Sevim bana bir göz kırpınca cevap vermedim. Eğer bunun devamı olursa diğer yüzümle görüşebilirdi Leyla hanım. Biz odadan çıkana kadar Sevim Leyla hakkındaki düşüncelerini söyleyip durdu amacı beni kışkırtmaktı ama sakin olmalıydım.

İki aile ile birlikte kahvaltımızı yapıyorduk o sırada Gülizar hanım "Kızım kahvaltıdan sonra Kuaföre gidersiniz orada bindallın olacak. Bindallını ve gelinliğini de Oğlum seçti" Ateşi kastettiğini anladım fakat Ateş karşımda hiç aldırış etmeden yemeğini yiyordu.

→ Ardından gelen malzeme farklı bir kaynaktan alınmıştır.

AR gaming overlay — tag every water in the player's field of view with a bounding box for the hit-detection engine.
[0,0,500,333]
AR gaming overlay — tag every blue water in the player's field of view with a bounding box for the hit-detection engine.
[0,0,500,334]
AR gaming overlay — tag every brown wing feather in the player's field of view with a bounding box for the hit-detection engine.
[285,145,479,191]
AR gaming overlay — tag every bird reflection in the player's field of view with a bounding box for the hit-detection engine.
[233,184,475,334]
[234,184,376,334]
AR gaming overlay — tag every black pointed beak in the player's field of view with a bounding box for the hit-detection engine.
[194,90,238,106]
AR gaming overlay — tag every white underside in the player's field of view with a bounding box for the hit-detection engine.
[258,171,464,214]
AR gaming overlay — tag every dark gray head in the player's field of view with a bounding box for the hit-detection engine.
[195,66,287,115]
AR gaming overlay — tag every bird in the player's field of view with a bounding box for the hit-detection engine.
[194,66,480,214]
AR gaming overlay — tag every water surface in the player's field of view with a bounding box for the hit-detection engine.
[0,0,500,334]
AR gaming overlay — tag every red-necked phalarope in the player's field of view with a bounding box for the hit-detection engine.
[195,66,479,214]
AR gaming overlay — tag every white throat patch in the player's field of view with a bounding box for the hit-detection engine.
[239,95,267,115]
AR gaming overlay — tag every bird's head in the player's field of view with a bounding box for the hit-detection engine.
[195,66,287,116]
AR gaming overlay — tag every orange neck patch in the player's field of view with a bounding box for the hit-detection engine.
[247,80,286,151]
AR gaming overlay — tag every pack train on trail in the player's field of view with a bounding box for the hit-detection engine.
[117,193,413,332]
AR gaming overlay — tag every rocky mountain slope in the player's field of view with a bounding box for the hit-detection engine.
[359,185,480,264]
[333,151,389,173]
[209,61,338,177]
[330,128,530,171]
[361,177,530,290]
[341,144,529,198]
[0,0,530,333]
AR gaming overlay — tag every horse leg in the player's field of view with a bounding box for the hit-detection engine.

Bütün kıyafetlerimi o seçmek zorunda değildi! İstemede de aynısını yapmıştı ama bu böyle devam edemezdi. "Gülizar hanım, her şey için gerçekten teşekkür ederim fakat bindallımı ve gelinliğimi kendim seçmek isterim." dedim. Ateş yemeyi bıraktı ve bana odaklandı, Gülizar hanım yüz ifadesini değiştirdi "Anne. Anne de bana olur mu artık, öyle sayılır" Daha yeni tanıdığım bir insana hemen anne dememi bekliyordu, bunu hemen söylemeyeceğim için gülümseyerek kafamı salladım.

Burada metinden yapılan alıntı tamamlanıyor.